From his bottom drawer, beneath a box of striking-bag inflaters, he took out a pair of plain spectacles and a dictionary. Wiping the glass lenses on the fabric of his gym trunks, he held them up for inspection. Clean and clear. He fit the straight temples on his ears.
The papers and brochures and booklets and receipts scattered over his desk took on a clarity and deeper definition of light and dark. The miniature world of fine text print came into sharp focus.
He refused to put on the gold-rimmed peepers if anyone was around. A big guy like him wearing a pair of glasses presented a weak constitution. It wasn’t good for business. Strong men had strong eyes.
Jake flipped the newspaper to the front page, leaning closer for a study of the words.
Matthew Gage, the editor of the Harmony Advocate, had written up a commentary on the U.S. Supreme Court and Puerto Rico. The headline read: UNITED STATES SUPREME COURT EXHIBITS POWER.

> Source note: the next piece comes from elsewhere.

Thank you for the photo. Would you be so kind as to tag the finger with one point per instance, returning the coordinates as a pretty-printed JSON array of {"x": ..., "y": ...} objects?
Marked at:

Opening the Webster’s, Jake searched for the word exhibit. At times, it could be a slow process because his attention veered to the multitude of other words. Other definitions. They came at him in an explosion of black ink. He absorbed as many as he could. He wanted intellectual power. To memorize the whole diction
ary in his head. So as his gaze skimmed down the columns, he looked up the other ex- words.
excruciate: to inflict severe pains upon; torture.

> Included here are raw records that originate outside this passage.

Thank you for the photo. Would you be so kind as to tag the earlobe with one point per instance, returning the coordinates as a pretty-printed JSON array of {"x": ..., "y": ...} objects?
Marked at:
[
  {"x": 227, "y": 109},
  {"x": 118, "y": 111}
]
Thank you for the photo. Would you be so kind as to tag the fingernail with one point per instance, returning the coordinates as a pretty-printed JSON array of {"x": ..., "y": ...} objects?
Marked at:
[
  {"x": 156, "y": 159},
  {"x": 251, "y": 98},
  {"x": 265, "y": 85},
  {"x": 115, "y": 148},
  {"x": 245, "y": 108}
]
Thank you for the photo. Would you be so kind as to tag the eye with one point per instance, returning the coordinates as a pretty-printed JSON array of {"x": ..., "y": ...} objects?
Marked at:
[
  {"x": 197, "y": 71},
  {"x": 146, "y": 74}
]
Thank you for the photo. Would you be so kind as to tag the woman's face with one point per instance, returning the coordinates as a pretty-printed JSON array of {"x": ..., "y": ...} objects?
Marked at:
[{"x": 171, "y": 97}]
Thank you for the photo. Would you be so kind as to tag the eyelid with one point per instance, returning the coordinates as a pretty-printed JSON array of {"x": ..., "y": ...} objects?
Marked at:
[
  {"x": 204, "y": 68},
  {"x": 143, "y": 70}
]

He didn’t know that was how to spell xcrusheate.
Dragging his finger down the page, he mumbled letters: “exc . . . excu . . . execu . . .”
exercise: to train by use; exert; practice; employ activ ity.
He knew that one.
exhibit: to present to view; display.
Jake continued with the opinion piece that stated inhabitants of Puerto Rico and other U.S. overseas territories were U.S. nationals, not citizens, and that the Constitution applied only in territories incorporated by the U.S. Congress. Roosevelt had his nose in it.
Overseas territories.
U.S. Nationals.
Constitution.
U.S. Congress.
None of that mattered diddly-squat to Jake. But because Truvy thought the president’s policies notable, he found himself thumbing through the entire newspaper, looking for things he could find on Teddy.
He didn’t want to confront the logic behind such an effort.
It was better for him to think he’d suddenly grown a taste for politics than had a desire to hunt down facts so he could impress a woman named for her birthday.
Chapter
5
“W ell, what do you think?”
Truvy stared at the pair of fancy mittens made of cardinal Saxony wool with yellow bows on the wrists, then at Mrs. Plunkett, who sat on the edge of the parlor chair with her hands pressed together in anticipation.
Momentarily, Truvy’s voice eluded her. “I—I think they’re quite lovely. You shouldn’t have.”
“Oh but, my dear, I wanted to.” Her rosy cheeks blossomed like ripe apples. Her ample bosom swelled with pride. “I made an exact pair for my Hildegarde when she was sixteen.”
But I’m twenty-five.
“Try them on.” Mrs. Plunkett’s cheeriness was a stark contrast to the doldrums she’d been in that morning.
Truvy put one mitten on, then the other. They had no fingers, but the knit was soft; they reminded her of her childhood in Kansas, where she spent many winters building snowmen and being pulled on a sled by her uncles. She held her palms up for Mrs. Plunkett’s examination.